第6章 35話 私のかわいい妹
優月は遠くに見える夏澄に、もう一度心の中で頭を下げた。
夏澄にも、飛雨たちにも、つらい思いをさせたはずだ。
優しさでできている水の精霊は、優月には想像できない思いをしただろう。
いつかは恩を返したい。
夏澄たちはもう何百年も、水の精霊の国を元にもどすために旅をしているという。
そんな彼らの儚い願いを助けることが、いつか自分にもできるだろうか。
「あっ、優月っ。

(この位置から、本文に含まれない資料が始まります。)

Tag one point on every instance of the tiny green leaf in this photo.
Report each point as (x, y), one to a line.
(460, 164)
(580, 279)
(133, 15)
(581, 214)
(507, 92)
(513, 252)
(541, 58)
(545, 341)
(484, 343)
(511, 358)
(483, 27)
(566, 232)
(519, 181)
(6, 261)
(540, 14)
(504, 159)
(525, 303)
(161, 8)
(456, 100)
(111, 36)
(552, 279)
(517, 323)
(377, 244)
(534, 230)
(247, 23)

ねえねえ、優月っ!」
草花がどすんと、優月の腕に抱きついてくる。
「優月の木の実、竹とんぼたちにあげていい? 栄養満点だから、竹とんぼたち、健康に育つと思うの」
「もちろん、いいよ」
優月は草花の頭を撫でた。
「ありがとっ」
草花は跳ねるように駆けていく。
そっと木の実をもぎとると、皮のままけん玉たちにつつかせた。
かすかに目が潤む。
それでも、しばらくすると、そんな感情は消えていく。残るのは、昔のような穏やかな幸せだけだ。
水の精霊たちに出会えて本当によかった。
そういえば、水の精霊と知り合うきっかけを作ったのは草花だった。
草花が夏澄たちに押しつた小毬たちを引き取らなくてはならなくて、彼らに春ヶ原に招き入れた。
草花の背後には、瞳に鮮やかなしろつめ草の野原が広がっている。
花びらが舞っていた。
愛おしい夢の世界はこれからも変わらずに在り続けるだろう。
……ありがとう、私のかわいい妹。
優月は微笑んで、草花を見つめた。